If we exclude intra-city systems, I took my first true European train ride from Venezia into Firenze. The ride took two hours and five minutes and cost €19, but it would have been €45 if I had secured the reservation same-day. Bus, train, and even air routes vary as to their premiums for booking in advance. Some discount heavily for booking in advance. For other routes, one may as well wait until the last day or week since the premium may be nil. I often test dummy queries to see what the case may be.
The train station in Firenze was a 21-minute walk away from my Hotel Panama. A taxi ride would have taken seven minutes and cost €8 so I walked.
This Hotel Panama is quite ordinary, barely in the top 40 percentile of available commercial lodging.
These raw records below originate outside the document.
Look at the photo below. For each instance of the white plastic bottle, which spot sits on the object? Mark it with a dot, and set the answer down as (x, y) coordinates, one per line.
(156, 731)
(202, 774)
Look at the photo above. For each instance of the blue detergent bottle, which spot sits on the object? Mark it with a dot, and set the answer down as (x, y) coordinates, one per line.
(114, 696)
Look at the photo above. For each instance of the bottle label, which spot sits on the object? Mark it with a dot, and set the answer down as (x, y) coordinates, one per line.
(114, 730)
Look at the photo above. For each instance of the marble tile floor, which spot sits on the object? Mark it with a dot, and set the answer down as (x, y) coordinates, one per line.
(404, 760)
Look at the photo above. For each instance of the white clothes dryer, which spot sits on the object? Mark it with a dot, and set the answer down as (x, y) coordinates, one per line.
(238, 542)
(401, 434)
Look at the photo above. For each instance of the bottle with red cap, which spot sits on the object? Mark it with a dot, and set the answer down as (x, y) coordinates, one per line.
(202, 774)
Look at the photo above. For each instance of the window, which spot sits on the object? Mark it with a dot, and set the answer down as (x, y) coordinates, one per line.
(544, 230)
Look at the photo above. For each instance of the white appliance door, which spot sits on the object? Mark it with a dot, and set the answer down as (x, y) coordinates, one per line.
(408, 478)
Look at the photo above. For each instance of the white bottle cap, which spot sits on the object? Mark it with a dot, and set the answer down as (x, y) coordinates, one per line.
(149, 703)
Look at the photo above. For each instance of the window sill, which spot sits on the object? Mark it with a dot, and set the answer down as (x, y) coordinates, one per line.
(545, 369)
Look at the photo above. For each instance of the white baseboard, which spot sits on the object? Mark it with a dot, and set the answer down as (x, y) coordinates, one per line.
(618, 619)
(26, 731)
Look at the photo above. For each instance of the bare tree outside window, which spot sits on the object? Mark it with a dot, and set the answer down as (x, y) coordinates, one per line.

The retail rate would have been $129, but with the help of some timely coupons months ago, I travel-hacked a daily rate of $14! I have a bed, a hot shower, and a sub-20-minute walk to the historic center. I do not need much else.
In Italia at this time of year, there is only nine hours of daylight. It kicks a sense of urgency into me although the museums here are open later than in most cities, with many staying open until 18:50.
Firenze is splendid to walk around due to its Renaissance history and resulting architecture. It also has the best publicly available Wi-Fi network of any city I have visited on my world tour. One day, I wish to awake in a world where Internet access is freely available without having to stop at random street corners and checking to hop on a neighboring restaurant’s signal.
Italia is arguably the most visitable country in the world. It has the tourist infrastructure and features many of the greatest destinations: Roma, Siena, Sicily, Firenze, Venezia, Capri, etc. However, many people would be surprised to learn how third-world it can be. The Western Roman Empire ended more than 1500 years ago. The Repubblica di Venezia ceased more than two centuries ago. The country rejected monarchy in a referendum to become a republic only in 1946. Despite featuring a healthy purchasing power parity (PPP) figure, Italia’s economic freedom is worse than Samoa and the Kyrgyz Republic, according to the Heritage Foundation. Italia’s labor laws and venal politicians are notorious for perplexing market policies. This month, no less than The New York Times published an article that made a big deal of a Italian village having Internet access because one third of the population has never been online!
The city is an open-air museum. My favorite area is the Loggia dei Lanzi, adjacent to the Palazzo Vecchio. I love sculpture and enjoy Greek and Roman mythology. In a city that features the most famous sculptures of both Michelangelo and Donatello, both of which are Davids, I think the best piece is Perseus by Benvenuto Cellini. It helps to understand the story of Perseus, Medusa, Pegasus, Hermes, and associated gods, but in any case, the bronze work is visceral and stunningly bloodthirsty. The piazza and many sculptures in this area are free. The art and structures are in fantastic shape. Perseus and the other statues are about 500 years old! I was reminded of how old they are when I was viewing paintings that were hundreds of years old with the piazza and the sculptures in the exact same locations as today. Even though Firenze is now a normal city with luxury retail and tourist restaurants, I try to imagine what it must have been like when these great artists were competing with each other in the same city. Prior to visiting Firenze, my familiarity with the buildings come from playing the video game Assassin’s Creed II for 50 hours, which is wholly set in Florence, Venice, and Forli.
Firenze may feature the best gelato in the world. The majority of the gelato is artisanal. In the U.S., almost all the gelato you see in those glass display cases is factory-produced, with huge fruit chunks stuck into ice cream piled high. I never buy ice cream in shops in the U.S., but I was happy to eat it here.